PD-L1-PD-1 Interactions Limit Effector Regulatory T Cell Populations at Homeostasis and During Infection.

Phenotypic and transcriptional profiling of regulatory T (T-reg) cells at homeostasis reveals that T cell receptor activation promotes T-reg cells with an effector phenotype (eT(reg)) characterized by the production of interleukin-10 and expression of the inhibitory receptor PD-1. At homeostasis, blockade of the PD-1 pathway results in enhanced eT(reg) cell activity, whereas during infection with Toxoplasma gondii, early interferon-gamma upregulates myeloid cell expression of PD-L1 associated with reduced T-reg cell populations. In infected mice, blockade of PD-L1, complete deletion of PD-1 or lineage-specific deletion of PD-1 in T-reg cells prevents loss of eT(reg) cells.

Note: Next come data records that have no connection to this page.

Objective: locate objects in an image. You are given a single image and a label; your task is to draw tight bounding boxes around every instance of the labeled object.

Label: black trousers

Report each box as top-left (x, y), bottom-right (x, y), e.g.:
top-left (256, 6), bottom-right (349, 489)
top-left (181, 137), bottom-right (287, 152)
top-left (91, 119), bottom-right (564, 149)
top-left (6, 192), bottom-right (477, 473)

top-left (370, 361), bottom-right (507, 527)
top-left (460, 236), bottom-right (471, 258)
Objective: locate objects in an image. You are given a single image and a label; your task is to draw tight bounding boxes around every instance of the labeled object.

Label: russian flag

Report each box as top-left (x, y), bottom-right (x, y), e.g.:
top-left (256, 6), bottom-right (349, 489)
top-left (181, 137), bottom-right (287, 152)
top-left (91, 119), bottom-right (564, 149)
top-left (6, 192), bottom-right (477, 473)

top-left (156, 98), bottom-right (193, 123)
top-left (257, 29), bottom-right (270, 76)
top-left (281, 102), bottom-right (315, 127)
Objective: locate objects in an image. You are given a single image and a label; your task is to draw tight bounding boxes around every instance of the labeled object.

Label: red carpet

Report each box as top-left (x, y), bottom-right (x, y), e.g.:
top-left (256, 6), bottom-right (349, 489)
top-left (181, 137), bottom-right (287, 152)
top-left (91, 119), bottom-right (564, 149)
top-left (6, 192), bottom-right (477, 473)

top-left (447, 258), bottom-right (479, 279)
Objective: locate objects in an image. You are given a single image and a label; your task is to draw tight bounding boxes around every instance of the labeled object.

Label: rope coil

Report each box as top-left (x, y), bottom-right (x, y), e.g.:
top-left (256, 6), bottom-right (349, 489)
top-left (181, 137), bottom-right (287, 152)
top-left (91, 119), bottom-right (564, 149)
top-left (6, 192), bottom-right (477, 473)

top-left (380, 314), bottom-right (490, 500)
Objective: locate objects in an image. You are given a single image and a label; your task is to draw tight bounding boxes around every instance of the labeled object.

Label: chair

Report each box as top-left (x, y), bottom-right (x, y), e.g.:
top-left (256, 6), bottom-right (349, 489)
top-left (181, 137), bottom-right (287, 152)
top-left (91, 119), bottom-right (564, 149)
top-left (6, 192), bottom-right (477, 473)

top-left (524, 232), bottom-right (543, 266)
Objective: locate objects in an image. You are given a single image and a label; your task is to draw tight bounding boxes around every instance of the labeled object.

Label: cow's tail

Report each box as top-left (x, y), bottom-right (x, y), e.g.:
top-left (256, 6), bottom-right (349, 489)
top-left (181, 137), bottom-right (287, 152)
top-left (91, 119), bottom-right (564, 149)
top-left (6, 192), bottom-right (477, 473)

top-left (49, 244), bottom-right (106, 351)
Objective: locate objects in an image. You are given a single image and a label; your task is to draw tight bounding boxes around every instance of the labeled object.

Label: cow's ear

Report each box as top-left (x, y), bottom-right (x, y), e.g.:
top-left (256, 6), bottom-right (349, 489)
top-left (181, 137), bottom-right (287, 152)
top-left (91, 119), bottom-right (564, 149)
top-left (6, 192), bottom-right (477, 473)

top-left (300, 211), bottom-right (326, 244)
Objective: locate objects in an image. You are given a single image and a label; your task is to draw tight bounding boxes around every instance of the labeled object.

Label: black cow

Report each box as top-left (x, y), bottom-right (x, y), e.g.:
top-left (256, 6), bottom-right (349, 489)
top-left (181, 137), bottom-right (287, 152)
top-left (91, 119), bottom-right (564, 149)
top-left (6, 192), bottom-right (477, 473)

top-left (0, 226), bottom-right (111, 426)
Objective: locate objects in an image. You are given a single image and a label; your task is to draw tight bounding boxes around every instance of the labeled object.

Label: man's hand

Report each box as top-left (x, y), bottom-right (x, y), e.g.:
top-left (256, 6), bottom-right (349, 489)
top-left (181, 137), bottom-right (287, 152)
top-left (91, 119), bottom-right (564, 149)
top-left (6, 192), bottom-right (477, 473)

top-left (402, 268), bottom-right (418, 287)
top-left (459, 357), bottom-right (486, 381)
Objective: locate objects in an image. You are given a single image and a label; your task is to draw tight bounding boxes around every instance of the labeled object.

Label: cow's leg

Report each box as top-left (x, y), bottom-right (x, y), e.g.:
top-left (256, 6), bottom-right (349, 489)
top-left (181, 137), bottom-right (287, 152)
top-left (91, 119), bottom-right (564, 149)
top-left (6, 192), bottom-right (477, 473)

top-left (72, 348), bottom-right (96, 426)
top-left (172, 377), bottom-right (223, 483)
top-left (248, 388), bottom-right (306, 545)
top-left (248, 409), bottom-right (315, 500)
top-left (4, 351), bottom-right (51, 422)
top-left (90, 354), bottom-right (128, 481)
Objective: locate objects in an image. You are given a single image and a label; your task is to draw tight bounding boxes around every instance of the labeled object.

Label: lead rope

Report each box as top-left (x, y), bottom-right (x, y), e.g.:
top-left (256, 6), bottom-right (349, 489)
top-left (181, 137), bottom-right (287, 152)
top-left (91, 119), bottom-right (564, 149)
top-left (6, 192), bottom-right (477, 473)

These interventions resulted in a reduced ratio of pathogen-specific effector T cells: eT(reg) cells and increased levels of interleukin-10 that mitigated the development of immunopathology, but which could compromise parasite control. Thus, eT(reg) cell expression of PD-1 acts as a sensor to rapidly tune the pool of eT(reg) cells at homeostasis and during inflammatory processes. Perry et al. demonstrate that regulatory T (T-reg) cell function is restrained by the cell-autonomous action of the checkpoint inhibitor molecule PD-1. This PD-1-dependent mechanism tunes T-reg cell function during homeostasis and infection.